Lelaki yang sebenarnya aku tahu dari tadi
sebelum aku memasuki kafe ini, yang duduk sendiri berbalut kaos bergaris putih
berdasar biru di dalam no smoking area,
baru saja menghampiri aku.
“Kamu perempuan yang ada di dalam banyak mimpiku bahkan
ketika tidurku tidak pernah sampai ke lelap”
Raut mukanya datar. Sedikit menunjukkan kegelisahan. Aku
tahu dari sorot mata bulatnya itu. Pupilnya membesar beberapa inci menatapku.
Dalam. Melunturkan lamunan akan masa lalu.
Ia membuat aku memilih untuk beranjak, membawa serta postman bag dan menenteng ponsel dalam mode off. Dorongan keyakinannya bahwa Ia
mengenalku begitu besar. Dadaku begitu sesak di dekatnya. Tidak. Aku tidak
mengenalnya.
Aku bisa melihat dari pantulan pintu kaca bening, bahwa Ia
masih berdiri ditempatnya semula sebelum aku tinggalkan. Terdengar gemericing
lonceng kecil yang di letakkan di pegangan pintu kaca itu seiring hentakanku
membuka dan menutup pintu.
“Freak!,” kataku
dalam hati.
Sebelum akhirnya aku menepuk lembut kepalaku dan teringat
bahwa aku belum membayar bill dari secangkir
kopi latte yang baru kuteguk seperempat bagian itu. Dengan langkah yang berat
aku terpaksa kembali ke kafe itu. Malu pada diriku sendiri kalau harus bertemu lagi
dengan lelaki asing itu, dan tentu saja aku kuatir di-blacklist oleh si pemilik kafe cuma gara-gara kali ini aku lupa
bayar.
Ya, aku sering sekali ke kafe itu. Suasananya begitu
familiar dan hangat, berada di ujung sebuah pertigaan dekat kawasan toko-toko
buku bekas. Waktu kecil, ayah suka sekali mengajakku kesana, membelikan aku
buku cerita rakyat jika nilai ulanganku bagus. Beliau yang menularkan hobi
membacanya padaku. Dan dari situ, Ia akan mengajakku ke kafe yang tak jauh dari
situ untuk makan es krim.
Aku anak satu-satunya.
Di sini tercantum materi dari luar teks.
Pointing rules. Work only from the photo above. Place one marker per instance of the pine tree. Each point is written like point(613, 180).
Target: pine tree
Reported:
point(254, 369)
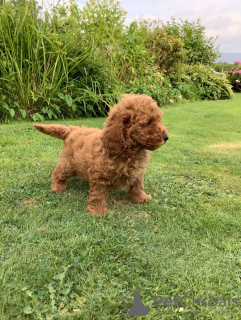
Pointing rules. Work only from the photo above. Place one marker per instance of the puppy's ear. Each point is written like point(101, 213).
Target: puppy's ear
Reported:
point(115, 134)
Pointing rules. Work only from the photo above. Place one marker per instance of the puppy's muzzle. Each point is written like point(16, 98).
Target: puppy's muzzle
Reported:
point(165, 137)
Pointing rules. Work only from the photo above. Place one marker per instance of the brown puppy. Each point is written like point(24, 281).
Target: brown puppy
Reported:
point(114, 157)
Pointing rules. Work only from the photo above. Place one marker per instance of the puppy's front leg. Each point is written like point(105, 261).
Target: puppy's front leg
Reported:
point(97, 201)
point(136, 192)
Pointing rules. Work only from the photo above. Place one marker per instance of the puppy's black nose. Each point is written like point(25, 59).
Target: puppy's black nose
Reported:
point(165, 137)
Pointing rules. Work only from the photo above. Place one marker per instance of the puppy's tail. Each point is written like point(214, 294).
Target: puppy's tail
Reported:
point(54, 130)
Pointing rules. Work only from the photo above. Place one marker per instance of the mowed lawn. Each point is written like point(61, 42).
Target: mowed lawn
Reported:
point(58, 262)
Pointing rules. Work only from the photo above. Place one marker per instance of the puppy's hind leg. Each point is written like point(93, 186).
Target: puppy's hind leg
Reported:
point(97, 201)
point(136, 192)
point(60, 176)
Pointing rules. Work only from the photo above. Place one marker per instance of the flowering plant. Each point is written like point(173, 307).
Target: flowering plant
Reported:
point(234, 76)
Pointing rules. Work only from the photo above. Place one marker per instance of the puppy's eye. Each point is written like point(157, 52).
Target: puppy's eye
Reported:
point(148, 123)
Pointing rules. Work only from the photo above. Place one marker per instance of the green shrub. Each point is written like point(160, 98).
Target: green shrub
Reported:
point(45, 71)
point(197, 47)
point(157, 86)
point(206, 84)
point(234, 77)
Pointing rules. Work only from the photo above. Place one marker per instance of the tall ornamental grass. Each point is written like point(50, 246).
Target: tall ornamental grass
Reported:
point(44, 68)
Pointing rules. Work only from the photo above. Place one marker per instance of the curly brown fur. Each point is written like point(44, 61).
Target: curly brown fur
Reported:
point(114, 157)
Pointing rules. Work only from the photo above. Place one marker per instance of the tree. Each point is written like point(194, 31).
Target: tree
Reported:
point(197, 47)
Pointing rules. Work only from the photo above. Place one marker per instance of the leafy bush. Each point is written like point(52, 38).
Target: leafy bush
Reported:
point(234, 77)
point(156, 86)
point(206, 84)
point(71, 62)
point(197, 47)
point(43, 60)
point(167, 48)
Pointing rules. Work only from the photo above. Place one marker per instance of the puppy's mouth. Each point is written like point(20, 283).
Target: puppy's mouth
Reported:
point(153, 146)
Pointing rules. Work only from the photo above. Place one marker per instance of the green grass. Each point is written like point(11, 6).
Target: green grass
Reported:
point(58, 262)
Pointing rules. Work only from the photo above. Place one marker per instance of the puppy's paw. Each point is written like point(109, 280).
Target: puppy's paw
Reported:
point(96, 211)
point(140, 198)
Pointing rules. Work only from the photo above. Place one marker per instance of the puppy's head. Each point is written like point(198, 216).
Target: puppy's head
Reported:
point(134, 123)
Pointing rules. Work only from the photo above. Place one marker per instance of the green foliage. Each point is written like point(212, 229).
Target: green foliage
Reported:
point(205, 83)
point(168, 49)
point(69, 62)
point(234, 77)
point(223, 67)
point(43, 58)
point(197, 47)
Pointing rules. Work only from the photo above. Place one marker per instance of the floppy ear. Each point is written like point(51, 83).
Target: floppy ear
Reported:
point(115, 134)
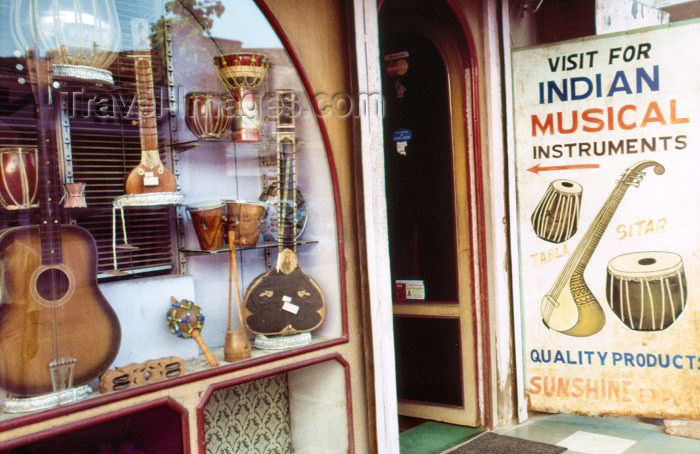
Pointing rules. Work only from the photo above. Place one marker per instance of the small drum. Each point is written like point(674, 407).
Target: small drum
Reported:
point(208, 114)
point(20, 183)
point(555, 218)
point(647, 290)
point(242, 73)
point(208, 222)
point(246, 220)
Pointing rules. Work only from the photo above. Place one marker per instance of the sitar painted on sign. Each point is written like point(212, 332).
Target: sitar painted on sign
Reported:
point(608, 238)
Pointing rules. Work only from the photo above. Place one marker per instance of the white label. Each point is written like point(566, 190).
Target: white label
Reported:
point(415, 290)
point(288, 306)
point(401, 148)
point(150, 180)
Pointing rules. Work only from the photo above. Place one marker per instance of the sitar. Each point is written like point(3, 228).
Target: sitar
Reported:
point(570, 307)
point(284, 300)
point(150, 175)
point(57, 330)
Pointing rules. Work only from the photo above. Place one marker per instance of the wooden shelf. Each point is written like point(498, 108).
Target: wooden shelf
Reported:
point(262, 245)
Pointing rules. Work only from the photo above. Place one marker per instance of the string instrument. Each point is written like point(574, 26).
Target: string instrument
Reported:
point(284, 300)
point(150, 175)
point(570, 307)
point(57, 330)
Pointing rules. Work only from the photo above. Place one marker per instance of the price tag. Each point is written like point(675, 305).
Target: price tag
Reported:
point(289, 306)
point(415, 290)
point(150, 180)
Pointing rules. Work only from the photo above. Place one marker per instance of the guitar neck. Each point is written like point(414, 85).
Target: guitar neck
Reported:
point(146, 101)
point(50, 209)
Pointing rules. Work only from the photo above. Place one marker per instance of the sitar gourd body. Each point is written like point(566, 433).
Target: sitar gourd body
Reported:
point(285, 300)
point(570, 307)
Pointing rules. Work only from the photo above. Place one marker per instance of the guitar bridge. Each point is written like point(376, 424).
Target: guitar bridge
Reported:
point(61, 371)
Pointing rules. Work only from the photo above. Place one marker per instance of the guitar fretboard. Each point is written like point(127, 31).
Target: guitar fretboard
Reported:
point(49, 187)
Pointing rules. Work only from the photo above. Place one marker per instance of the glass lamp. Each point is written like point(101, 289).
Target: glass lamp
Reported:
point(80, 37)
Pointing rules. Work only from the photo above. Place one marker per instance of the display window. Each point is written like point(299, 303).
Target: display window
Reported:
point(168, 201)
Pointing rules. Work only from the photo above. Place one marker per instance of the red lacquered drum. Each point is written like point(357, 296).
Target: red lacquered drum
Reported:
point(242, 73)
point(208, 222)
point(246, 220)
point(19, 187)
point(208, 114)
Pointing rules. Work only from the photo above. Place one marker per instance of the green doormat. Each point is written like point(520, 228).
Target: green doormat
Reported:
point(434, 437)
point(492, 443)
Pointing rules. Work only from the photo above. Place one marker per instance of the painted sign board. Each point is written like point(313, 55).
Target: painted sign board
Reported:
point(607, 168)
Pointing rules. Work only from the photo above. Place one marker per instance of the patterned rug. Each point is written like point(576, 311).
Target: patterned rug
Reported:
point(492, 443)
point(252, 418)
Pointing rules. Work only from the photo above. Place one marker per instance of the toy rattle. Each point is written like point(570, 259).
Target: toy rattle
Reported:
point(185, 320)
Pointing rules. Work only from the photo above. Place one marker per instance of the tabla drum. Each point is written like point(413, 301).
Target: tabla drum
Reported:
point(20, 183)
point(555, 218)
point(208, 222)
point(647, 290)
point(246, 220)
point(208, 114)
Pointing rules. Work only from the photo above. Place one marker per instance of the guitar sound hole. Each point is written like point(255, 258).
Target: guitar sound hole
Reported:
point(52, 284)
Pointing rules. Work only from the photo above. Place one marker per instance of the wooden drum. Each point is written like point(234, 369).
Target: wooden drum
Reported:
point(555, 218)
point(647, 290)
point(19, 187)
point(208, 114)
point(208, 222)
point(246, 220)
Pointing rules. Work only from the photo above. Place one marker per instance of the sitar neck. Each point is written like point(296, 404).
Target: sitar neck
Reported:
point(146, 102)
point(286, 164)
point(583, 252)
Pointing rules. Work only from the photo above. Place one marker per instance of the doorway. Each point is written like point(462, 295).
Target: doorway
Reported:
point(426, 137)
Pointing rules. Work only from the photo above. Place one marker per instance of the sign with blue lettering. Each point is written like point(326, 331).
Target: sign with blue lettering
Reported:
point(606, 160)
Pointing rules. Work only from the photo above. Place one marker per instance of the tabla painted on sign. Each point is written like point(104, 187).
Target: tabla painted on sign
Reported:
point(607, 167)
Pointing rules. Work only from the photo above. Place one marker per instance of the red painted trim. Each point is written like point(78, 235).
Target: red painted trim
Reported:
point(141, 390)
point(268, 373)
point(461, 360)
point(329, 154)
point(90, 422)
point(482, 297)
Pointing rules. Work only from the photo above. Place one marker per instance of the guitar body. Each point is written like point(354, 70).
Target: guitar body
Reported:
point(280, 303)
point(135, 182)
point(54, 311)
point(574, 310)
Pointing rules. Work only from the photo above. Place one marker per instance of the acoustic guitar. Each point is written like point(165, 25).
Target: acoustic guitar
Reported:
point(56, 328)
point(150, 175)
point(570, 307)
point(284, 300)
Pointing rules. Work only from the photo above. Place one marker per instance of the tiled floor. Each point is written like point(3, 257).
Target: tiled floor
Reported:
point(604, 435)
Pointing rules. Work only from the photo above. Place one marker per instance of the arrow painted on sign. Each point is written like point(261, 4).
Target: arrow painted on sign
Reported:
point(537, 169)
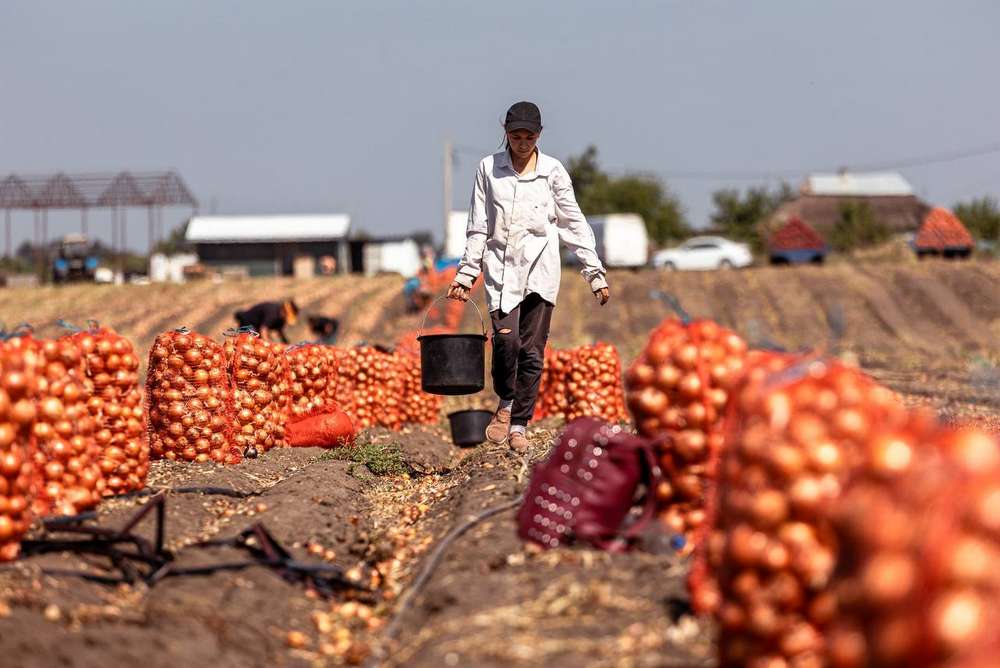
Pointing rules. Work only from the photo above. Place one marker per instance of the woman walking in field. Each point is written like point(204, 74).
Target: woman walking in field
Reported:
point(523, 206)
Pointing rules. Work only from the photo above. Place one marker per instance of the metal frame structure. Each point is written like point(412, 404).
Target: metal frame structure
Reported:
point(115, 191)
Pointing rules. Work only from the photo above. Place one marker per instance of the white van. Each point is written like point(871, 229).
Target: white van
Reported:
point(621, 240)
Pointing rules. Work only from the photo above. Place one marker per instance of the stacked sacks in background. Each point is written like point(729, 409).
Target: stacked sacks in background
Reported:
point(190, 400)
point(67, 456)
point(313, 377)
point(553, 397)
point(19, 478)
point(112, 367)
point(794, 440)
point(582, 382)
point(919, 534)
point(316, 415)
point(375, 379)
point(260, 384)
point(677, 390)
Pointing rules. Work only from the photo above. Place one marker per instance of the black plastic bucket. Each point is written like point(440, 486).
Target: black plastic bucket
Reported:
point(468, 428)
point(452, 364)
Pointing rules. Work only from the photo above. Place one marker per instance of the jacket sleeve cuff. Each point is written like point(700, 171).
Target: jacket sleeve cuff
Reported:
point(465, 280)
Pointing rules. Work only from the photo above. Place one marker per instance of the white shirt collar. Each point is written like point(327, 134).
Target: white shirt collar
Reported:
point(543, 165)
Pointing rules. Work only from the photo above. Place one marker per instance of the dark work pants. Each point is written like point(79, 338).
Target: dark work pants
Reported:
point(519, 353)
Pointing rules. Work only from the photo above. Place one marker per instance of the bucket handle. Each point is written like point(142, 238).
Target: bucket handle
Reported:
point(423, 324)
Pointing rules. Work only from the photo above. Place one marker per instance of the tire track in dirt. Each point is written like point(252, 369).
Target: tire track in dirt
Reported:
point(862, 327)
point(745, 308)
point(800, 319)
point(952, 315)
point(884, 306)
point(974, 285)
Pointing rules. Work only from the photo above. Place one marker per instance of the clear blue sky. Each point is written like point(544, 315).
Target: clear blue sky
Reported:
point(343, 106)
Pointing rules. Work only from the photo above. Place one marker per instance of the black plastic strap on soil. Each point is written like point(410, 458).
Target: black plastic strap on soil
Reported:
point(133, 558)
point(429, 567)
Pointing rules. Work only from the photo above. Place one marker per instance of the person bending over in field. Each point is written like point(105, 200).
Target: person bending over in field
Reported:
point(523, 206)
point(269, 318)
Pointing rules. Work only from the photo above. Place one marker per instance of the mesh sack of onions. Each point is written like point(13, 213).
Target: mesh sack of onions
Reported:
point(377, 388)
point(702, 585)
point(190, 400)
point(116, 403)
point(285, 374)
point(67, 456)
point(417, 407)
point(313, 378)
point(919, 533)
point(594, 384)
point(259, 381)
point(19, 480)
point(553, 397)
point(677, 390)
point(348, 368)
point(793, 441)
Mamah memilih pulang kembali ke rumah
orang tuanya di Banjarmasin, tak membawaku serta, karena menurutnya aku adalah
anak perempuan berusia 7 tahun yang sulit diatur, mirip bapaknya. Setidaknya
itulah yang kuingat.
Ayah membesarkan aku sendirian. Mengantar aku ke sekolah dan
menjemput kembali dengan naik kendaraan umum. Rumah dan kendaraan pribadi
dijual dan hasilnya dibagi rata dengan Mamah. Ayah menjadikan hasilnya sebagai
tabungan untukku menikah nanti. Jadi setelah tidak memiliki apa-apa, Ia bekerja
serabutan hanya untuk menyenangkanku.
Aku tidak tumbuh dengan perasaan membenci Mamah meski aku
ditinggalkan. Aku tahu sebagai anak aku memiliki hak untuk marah. Tapi Ayah
terlalu sabar dan menyabarkan aku.
Tatapan mata lelaki itu, mirip dengannya. Ayahku yang meninggal
karena stroke 3 tahun lalu.
Aku menghela nafas. Telah sampai di depan cafe tempatku
duduk bersama ayah setiap pulang membeli buku. Kafe yang sama tempat aku
bertemu lelaki itu barusan.
Suara gemericing kembali terdengar. Salah satu waiter menghampiriku. Sebelum aku
meminta maaf, Ia berkata “Sudah dibayar kakak itu,” sambil menunjuk tempat lelaki itu berada. Dan dia berlalu melayani pengunjung lain.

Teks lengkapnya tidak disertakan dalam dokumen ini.